Sunday, January 15, 2006

 

A Hole in the Sky

After a breakfast of lavash and fresh cream (I watched the others drink tea) -- we headed for the city of silvers earrings, turquoise tiles, and reflecting pools designed for strolling. Mona, Mohsen, and I rode South on a rickety bus that played censored love songs while speeding through the roads of the young regime. Staring out the window, I wanted to absorb every bit of the bare country before me. I don't remember the day or time, or the type of food the familiar stranger on the adjacent seat offered to share with me, only the red of the earth has stayed in my mind. Years later, when a flower in this garden of life, disappeared overnight and left a gaping hole in the sky, I remembered the bare country before me, the dry red earth and the constellations that shined over the carefree journey...
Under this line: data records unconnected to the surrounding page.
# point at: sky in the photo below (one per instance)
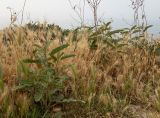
(61, 13)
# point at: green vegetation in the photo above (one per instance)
(48, 72)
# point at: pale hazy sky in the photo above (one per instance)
(60, 12)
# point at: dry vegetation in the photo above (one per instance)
(114, 74)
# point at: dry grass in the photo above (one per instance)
(115, 83)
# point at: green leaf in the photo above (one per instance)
(67, 56)
(132, 28)
(58, 49)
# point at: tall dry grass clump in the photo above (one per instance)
(78, 73)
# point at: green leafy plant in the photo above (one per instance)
(46, 84)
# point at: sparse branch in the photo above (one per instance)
(94, 6)
(23, 11)
(79, 9)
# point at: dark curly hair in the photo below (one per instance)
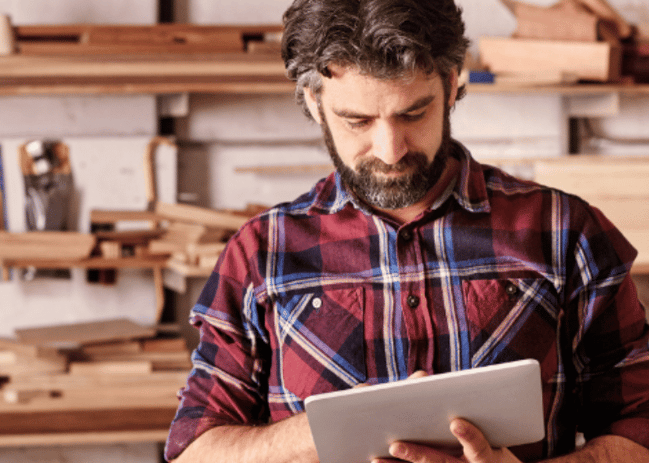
(385, 39)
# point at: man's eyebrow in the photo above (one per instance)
(419, 104)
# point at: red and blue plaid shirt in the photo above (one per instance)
(320, 294)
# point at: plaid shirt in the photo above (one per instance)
(320, 294)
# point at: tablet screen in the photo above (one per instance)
(357, 425)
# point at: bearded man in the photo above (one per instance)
(411, 258)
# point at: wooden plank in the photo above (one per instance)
(147, 66)
(112, 348)
(93, 262)
(171, 380)
(597, 61)
(112, 39)
(200, 215)
(561, 21)
(127, 419)
(128, 237)
(111, 367)
(597, 176)
(85, 333)
(111, 217)
(605, 11)
(164, 345)
(84, 438)
(45, 244)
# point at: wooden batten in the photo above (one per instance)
(90, 39)
(45, 245)
(85, 333)
(200, 215)
(593, 61)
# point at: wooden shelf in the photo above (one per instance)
(91, 263)
(156, 73)
(165, 73)
(565, 89)
(83, 438)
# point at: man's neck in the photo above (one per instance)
(410, 213)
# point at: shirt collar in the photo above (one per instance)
(469, 189)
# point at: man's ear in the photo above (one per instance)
(454, 78)
(312, 103)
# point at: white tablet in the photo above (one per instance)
(357, 425)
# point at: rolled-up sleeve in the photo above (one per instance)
(227, 384)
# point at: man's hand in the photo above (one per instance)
(475, 449)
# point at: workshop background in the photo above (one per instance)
(151, 178)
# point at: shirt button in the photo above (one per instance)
(406, 235)
(511, 290)
(412, 301)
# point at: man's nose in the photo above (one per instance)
(389, 143)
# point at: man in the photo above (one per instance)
(411, 259)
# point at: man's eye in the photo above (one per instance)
(357, 123)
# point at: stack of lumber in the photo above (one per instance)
(47, 249)
(93, 39)
(190, 238)
(114, 375)
(162, 58)
(569, 41)
(195, 236)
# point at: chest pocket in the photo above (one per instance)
(321, 342)
(510, 319)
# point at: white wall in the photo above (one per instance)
(27, 12)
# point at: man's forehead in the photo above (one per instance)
(348, 86)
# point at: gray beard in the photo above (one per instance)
(392, 193)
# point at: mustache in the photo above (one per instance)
(409, 160)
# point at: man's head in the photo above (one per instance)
(385, 39)
(380, 77)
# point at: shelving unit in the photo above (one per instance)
(233, 73)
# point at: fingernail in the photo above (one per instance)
(397, 450)
(459, 428)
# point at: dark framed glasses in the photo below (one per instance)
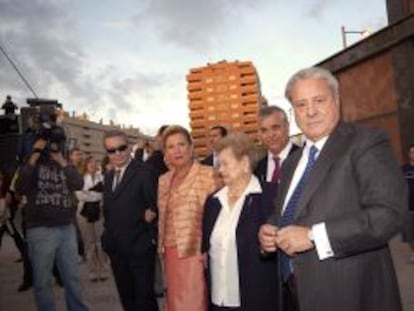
(121, 148)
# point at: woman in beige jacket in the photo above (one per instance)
(181, 195)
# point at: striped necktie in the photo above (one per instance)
(289, 212)
(276, 171)
(117, 179)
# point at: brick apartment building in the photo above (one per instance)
(376, 77)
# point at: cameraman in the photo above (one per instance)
(47, 180)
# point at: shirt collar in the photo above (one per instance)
(318, 144)
(282, 154)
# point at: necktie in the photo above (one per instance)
(117, 179)
(276, 171)
(290, 209)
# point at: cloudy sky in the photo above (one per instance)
(126, 60)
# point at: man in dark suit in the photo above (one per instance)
(274, 134)
(129, 237)
(340, 201)
(216, 132)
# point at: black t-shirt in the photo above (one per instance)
(408, 171)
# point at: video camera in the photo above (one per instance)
(40, 120)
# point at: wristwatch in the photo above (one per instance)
(310, 235)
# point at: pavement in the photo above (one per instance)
(102, 296)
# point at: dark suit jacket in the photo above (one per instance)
(257, 275)
(356, 189)
(208, 160)
(125, 229)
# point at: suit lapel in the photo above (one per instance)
(334, 147)
(128, 174)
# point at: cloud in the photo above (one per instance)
(192, 24)
(317, 8)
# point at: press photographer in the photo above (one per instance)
(47, 180)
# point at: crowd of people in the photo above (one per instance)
(286, 232)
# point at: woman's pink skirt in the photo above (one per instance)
(186, 286)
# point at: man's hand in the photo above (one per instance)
(37, 148)
(293, 239)
(267, 238)
(149, 215)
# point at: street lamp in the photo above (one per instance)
(364, 33)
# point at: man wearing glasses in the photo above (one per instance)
(130, 200)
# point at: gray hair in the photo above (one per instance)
(115, 133)
(240, 144)
(313, 73)
(266, 111)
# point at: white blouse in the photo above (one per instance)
(224, 265)
(86, 195)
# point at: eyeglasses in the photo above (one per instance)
(121, 148)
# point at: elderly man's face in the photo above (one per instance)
(274, 132)
(214, 135)
(316, 109)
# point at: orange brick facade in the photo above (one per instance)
(224, 93)
(376, 78)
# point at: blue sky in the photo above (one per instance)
(127, 60)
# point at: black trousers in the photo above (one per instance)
(290, 295)
(134, 278)
(218, 308)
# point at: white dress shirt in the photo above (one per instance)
(121, 170)
(320, 235)
(271, 163)
(224, 266)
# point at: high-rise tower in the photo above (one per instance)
(224, 93)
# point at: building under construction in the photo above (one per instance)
(224, 93)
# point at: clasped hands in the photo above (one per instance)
(291, 239)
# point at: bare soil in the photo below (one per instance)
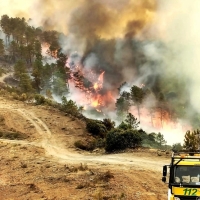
(38, 160)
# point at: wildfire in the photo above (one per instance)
(90, 84)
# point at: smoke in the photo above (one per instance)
(112, 35)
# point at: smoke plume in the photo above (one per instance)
(110, 36)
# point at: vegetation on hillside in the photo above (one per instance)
(36, 81)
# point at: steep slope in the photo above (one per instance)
(42, 163)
When you disappeared, you left a gaping hole in the sky. All that was left was a thin ceiling of black velvet. A few diamonds and pearls, stitched into constellations by a seamstress with a second hand apron and shooting stars in her eyes, glimmered faintly. To fill the hole you had left, she stayed up all night with a needle and thread, sewing ambers and emeralds back into the beautiful blackness, of the universe's torn velvet dress. Refusing to remember your smile, your voice, the almond shape of your eyes, fields of strawberries that stretched in your heart, and groves of ancient oak trees that wrinkled around your eyes, so that she would never witness another hole in the sky, she continued to stitch day and night. When her calloused fingers trickled with blood, rubys rained from the sky, melting into drops that dried across the earth of oil and clay, earrings and tile, painting the magnificient desert the sunset red we see today.

Comments:
you can write poetry. do you? 'stiching diamonds and pearls into the sky' deigns to come alive in verse... full of energy, anger, oomph! lots of good imagery in your writing. read rilke...

Yes - the springtimes needed you. Often a star
was waiting for you to notice it. A wave rolled toward you
out of the distant past, or as you walked
under an open window, a violin
yielded itself to your hearing. All this was mission.
But could you accomplish it? Weren't you always
distracted by expectation, as if every event
announced a beloved?

more rilke...
 
For I shall learn from flower and leaf
That color every drop they hold,
To change the lifeless wine of grief
To living gold.

[]

In many another soul I broke the bread,
And drank the wine and played the happy guest,
But I was lonely, I remembered you;
The heart belongs to him who knew it best.

--both are from sara teasdale

have you more musings to come?!
 
I hope to see more writing from you. I dont write much on my blog mostly I link to things I think are interesting but hopefully if this semester goes well I will have more time. Take care lady.